Regulation risk: The regulatory environment for Ethereum is still evolving. Many regulators and financial bodies around the world are reconsidering how they treat Ethereum. This is in regards to purchasing, taxing or outright banning it. Even though Australia has fairly supportive crypto regulatory laws, the worldwide landscape is important to watch. As such, your investment is exposed to these regulatory factors.
Are cryptocurrency ETFs a good investment?
- Ease of investing compared with buying Ethereum itself
- Allows for all your investments to be in one place
- Legally sanctioned
- More secure than buying the asset yourself
- Allows you to take a small percentage exposure to Ethereum through ETFs
- Could be a boost for the overall market/ a new form of capital going to Ethereum
- You will pay a management fee which is unlikely to happen if you buy physical Ethereum
- Unlike other ETFs it is not diversified, as it is only exposed to Ethereum
- Ethereum is a volatile asset meaning this ETF could also be volatile
Who is the 21Shares Ethereum ETF (EETH) suited to?

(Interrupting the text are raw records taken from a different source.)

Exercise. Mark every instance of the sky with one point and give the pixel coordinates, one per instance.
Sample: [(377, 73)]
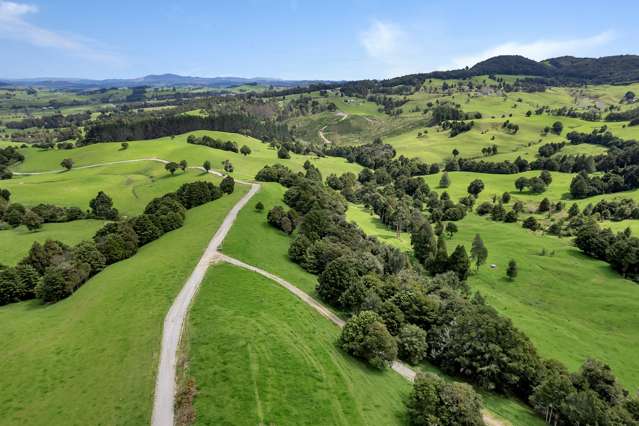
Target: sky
[(296, 39)]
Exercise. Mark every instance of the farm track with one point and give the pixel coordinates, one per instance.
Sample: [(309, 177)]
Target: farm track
[(165, 388)]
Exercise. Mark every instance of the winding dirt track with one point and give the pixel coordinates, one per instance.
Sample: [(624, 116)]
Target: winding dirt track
[(164, 399)]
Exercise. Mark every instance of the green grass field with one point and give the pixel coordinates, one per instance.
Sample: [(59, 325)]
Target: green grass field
[(15, 243), (571, 306), (176, 149), (271, 254), (259, 355), (92, 358)]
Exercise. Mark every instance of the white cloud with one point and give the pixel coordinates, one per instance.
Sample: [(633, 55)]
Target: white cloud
[(14, 26), (538, 50), (392, 48)]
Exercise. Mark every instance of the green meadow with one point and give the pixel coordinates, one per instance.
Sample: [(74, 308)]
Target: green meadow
[(176, 149), (93, 357), (259, 355), (571, 306)]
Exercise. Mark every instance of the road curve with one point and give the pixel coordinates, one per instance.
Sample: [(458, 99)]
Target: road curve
[(399, 367), (163, 404), (164, 399)]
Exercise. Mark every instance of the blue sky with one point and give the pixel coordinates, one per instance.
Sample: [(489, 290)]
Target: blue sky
[(296, 39)]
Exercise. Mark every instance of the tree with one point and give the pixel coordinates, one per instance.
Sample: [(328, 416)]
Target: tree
[(546, 177), (424, 243), (365, 336), (478, 252), (32, 220), (573, 210), (521, 183), (476, 187), (283, 154), (227, 185), (228, 167), (531, 223), (436, 402), (336, 277), (171, 167), (557, 127), (451, 229), (511, 272), (544, 205), (412, 346), (444, 182), (537, 185), (459, 263), (67, 163), (102, 207), (14, 214)]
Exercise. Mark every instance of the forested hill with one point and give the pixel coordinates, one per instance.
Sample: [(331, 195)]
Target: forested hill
[(562, 70)]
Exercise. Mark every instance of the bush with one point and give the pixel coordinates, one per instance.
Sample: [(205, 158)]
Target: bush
[(145, 229), (435, 402), (102, 207), (365, 336), (227, 185), (412, 343), (87, 252), (116, 241), (336, 278)]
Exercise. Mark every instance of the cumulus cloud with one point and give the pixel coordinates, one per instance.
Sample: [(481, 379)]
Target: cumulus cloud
[(391, 47), (538, 50), (15, 26)]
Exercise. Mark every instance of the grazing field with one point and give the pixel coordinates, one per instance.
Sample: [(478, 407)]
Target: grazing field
[(176, 149), (251, 227), (259, 355), (131, 186), (255, 242), (571, 306), (15, 243), (92, 357)]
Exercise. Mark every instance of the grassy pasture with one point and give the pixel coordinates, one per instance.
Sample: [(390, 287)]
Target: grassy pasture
[(259, 355), (571, 306), (271, 254), (92, 358), (15, 243), (130, 185), (176, 149)]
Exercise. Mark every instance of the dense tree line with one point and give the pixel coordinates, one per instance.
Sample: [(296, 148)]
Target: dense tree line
[(400, 311), (8, 157), (133, 128), (54, 121), (213, 143), (53, 271), (457, 127), (620, 250), (15, 214)]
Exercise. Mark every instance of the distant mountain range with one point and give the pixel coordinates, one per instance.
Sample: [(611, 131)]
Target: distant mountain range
[(159, 80), (565, 69)]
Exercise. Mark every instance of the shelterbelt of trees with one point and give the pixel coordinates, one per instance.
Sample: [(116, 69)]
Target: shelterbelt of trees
[(53, 271), (134, 128), (423, 309)]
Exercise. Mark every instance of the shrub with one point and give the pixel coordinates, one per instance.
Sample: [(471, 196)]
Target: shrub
[(435, 402), (412, 343), (365, 336)]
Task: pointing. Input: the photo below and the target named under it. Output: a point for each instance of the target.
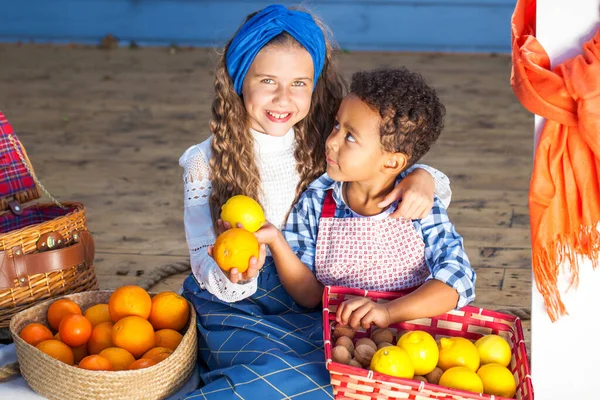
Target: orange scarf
(564, 194)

ETFs are widely considered one of the easiest ways for newer investors to get started. The same can be said about an Ethereum ETF. For those who are looking to get into the space, using an ETF could be a sound strategy.
However, like any speculative investment, an Ethereum ETF comes with some risks. As such, you should be well versed in what they are and whether the product is right for you.
A product like this will largely favour retail investors who want an easy and secure way to get started in the asset class. While you can go out and buy Ethereum yourself, you would take on the security risks. Instead of having to remember passwords and hope your account doesn't get hacked, this product allows you to buy Ethereum in a secure fashion. The regulator takes on these risks.
It is also a product for those who want to keep all their assets in one place. If you have a portfolio of shares, an Ethereum ETF could be a way to gain exposure to the asset class without having the hassle of multiple trading platforms.
This particular ETF could also favour those who have a longer time horizon. Ethereum is a highly speculative asset. While its price fluctuates greatly, historically it has been the strongest performing asset class over the last decade.
Finally, it will appeal to anyone who believes in Ethereum. If you think the price of Ethereum will be worth more tomorrow than it is today, using an ETF to buy this asset may appeal to you.
Disclaimer: This information should not be interpreted as an endorsement of futures, stocks, ETFs, CFDs, options or any specific provider, service or offering. It should not be relied upon as investment advice or construed as providing recommendations of any kind. Futures, stocks, ETFs and options trading involves substantial risk of loss and therefore are not appropriate for all investors. Trading CFDs and forex on leverage comes with a higher risk of losing money rapidly. Past performance is not an indication of future results. Consider your own circumstances, and obtain your own advice, before making any trades.